The synchronous tests only use 1000 records so there's not much to see here. 1000 records with 100 byte values and 16 byte keys should only occupy 110KB but the size is consistently over 140KB here, showing a fixed amount of incompressible overhead in the DB engine. Surprisingly, several of the compressors turn in faster throughput than the uncompressed case.

Random Write


The asynchronous tests use 1000000 records and show snappy, lz4, and lzo to be the fastest compressors here, while zlib gets the most compression.

Random Batched Write


While the throughput matches the results of the non-batched case, with batching lzma gets the best compression.

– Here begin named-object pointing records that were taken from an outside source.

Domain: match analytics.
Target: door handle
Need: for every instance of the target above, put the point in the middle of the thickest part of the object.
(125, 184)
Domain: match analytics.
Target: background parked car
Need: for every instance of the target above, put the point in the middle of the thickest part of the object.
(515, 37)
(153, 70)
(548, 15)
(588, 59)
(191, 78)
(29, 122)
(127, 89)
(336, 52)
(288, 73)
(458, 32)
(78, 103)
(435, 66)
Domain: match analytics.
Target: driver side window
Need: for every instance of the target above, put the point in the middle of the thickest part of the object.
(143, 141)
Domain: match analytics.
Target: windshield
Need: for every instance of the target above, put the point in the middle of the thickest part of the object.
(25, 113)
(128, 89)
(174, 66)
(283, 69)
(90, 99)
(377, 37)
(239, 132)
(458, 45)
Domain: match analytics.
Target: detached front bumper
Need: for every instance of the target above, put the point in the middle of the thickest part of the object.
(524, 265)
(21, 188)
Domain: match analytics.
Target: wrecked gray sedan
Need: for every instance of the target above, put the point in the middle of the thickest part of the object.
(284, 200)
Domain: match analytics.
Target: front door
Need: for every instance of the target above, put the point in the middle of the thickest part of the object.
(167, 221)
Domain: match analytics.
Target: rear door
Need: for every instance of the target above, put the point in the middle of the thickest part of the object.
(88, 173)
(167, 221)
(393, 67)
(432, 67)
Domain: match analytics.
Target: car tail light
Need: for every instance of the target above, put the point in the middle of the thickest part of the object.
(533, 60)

Synchronous Sequential Write


The synchronous tests only use 1000 records so there's not much to see here. Still, at this small test size, it's surprising to see lz4 and zlib getting significantly better throughput than the uncompressed case.

Sequential Write


Sequential Batched Write


Random Overwrite


Read-Only Throughput


There's a pretty wide range of variation in the throughput here but the overall rankings of each compressor don't change.

Summary

These charts show the final stats at the end of the run, after all compactions completed. The RSS shows the maximum size of the process for a given run. The times are the total User and System CPU time, and the total Wall Clock time to run all of the test operations for a given compressor.

The huge amount of system CPU time in the lzma run indicates a lot of malloc overhead in that library. The difference is small but overall it appears that lzo performs best for both compression and speed.

Files

The files used to perform these tests are all available for download.

The command script: cmd-hyper.sh. Raw output: out.hyper.txt. OpenOffice spreadsheet Hyper.ods.